Jesus challenged – and challenges – religious and social complacency, the very idea that we are doing just fine. Our own worship can just easily fall into empty formalism as did the worship of the temple. And the least of Jesus’ brothers and sisters are still hungry and naked and homeless, not only in what we call the Third World, but also here in our own country. Jesus constantly challenges us to move beyond words to action, to translate our faith into service of others. Jesus does not – and for this I am very thankful – expect us to serve all of the least of his sisters and brothers, but he does call us to serve those we can, to give ourselves in service of others, just as he did.

Wednesday, March 5, 2008

Between Two Trees

We have taken a break at our Sunday morning adult class and are watching four videos that we will be using to introduce the Episcopal Church to visitors. The first video, "Trees," uses an intriguing metaphor for the Christian life - we live between two trees, the tree of the knowledge of good and evil in Genesis 2 and 3 and the tree of life in Revelation 22.
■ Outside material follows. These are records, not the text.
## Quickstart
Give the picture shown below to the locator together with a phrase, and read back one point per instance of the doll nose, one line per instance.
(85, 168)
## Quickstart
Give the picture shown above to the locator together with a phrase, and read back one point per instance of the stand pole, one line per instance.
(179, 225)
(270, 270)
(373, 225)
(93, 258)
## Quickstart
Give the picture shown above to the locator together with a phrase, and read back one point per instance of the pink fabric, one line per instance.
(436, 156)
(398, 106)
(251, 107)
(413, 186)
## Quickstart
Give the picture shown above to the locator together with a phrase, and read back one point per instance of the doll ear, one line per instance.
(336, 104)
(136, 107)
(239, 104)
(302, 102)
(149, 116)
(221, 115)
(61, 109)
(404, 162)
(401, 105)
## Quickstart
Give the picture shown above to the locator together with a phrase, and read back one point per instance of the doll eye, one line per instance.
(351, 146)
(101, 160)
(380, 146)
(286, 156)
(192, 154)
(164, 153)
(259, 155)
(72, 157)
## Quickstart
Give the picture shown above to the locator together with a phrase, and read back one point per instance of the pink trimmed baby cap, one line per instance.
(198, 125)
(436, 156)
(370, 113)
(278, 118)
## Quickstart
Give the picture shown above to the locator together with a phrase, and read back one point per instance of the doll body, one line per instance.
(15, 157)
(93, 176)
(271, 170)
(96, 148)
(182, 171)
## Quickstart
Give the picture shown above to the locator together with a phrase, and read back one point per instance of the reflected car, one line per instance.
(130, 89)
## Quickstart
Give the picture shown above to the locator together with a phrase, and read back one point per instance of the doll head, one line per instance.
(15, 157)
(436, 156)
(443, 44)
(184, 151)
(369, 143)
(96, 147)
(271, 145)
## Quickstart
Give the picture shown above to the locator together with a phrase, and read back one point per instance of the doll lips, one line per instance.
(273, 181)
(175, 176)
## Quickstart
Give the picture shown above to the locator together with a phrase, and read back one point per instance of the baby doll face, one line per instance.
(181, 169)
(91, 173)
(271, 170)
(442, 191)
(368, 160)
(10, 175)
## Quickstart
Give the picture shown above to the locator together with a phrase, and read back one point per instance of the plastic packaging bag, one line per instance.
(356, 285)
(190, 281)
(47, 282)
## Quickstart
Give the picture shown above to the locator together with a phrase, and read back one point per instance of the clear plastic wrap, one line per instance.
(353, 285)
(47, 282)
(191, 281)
The first chapters of Genesis tell the story of humankind's rivalry with God and with one another. Adam and Eve want something that God has and eat of the fruit of the tree of the knowledge of good and evil to wrest that knowledge from God. That rivalry becomes fratricidal in the next generation as Cain wants what Abel has - God's favor - and murders his brother to wrest from him God's favor. Human history at its worst is the playing out of this fratricidal rivalry. We desire what others have and, far more often than we would want to admit, we allow those desires to rule us. Some of us manage to get that which we desire, and not always without violence. Others simply allow the desire to become an obsession. In the Fourth Gospel, we are given a picture of Jesus who is no one's rival.

In John 5:19, Jesus describes his relationship with the Father in terms in which there is no hint of rivalry: "Very truly, I tell you, the Son can do nothing on his own, but only what he sees the Father doing; for whatever the Father does, the Son does likewise." Jesus invites us to enjoy the same kind of relationship with him and with the Father. In John 5:20, Jesus says, "The Father loves the Son and shows him all that he himself is doing; and he will show him greater works than these, so that you will be astonished." These words are echoed in John 14:12: "Very truly, I tell you, the one who believes in me will also do the works that I do and, in fact, will do greater works than these, because I am going to the Father."

In Christ we are freed to live without rivalry, with God or with anyone else, freed to love as Jesus lived, doing what we see the Father and Jesus doing. In Christ we are freed to lay down our lives for one another in unconditional love.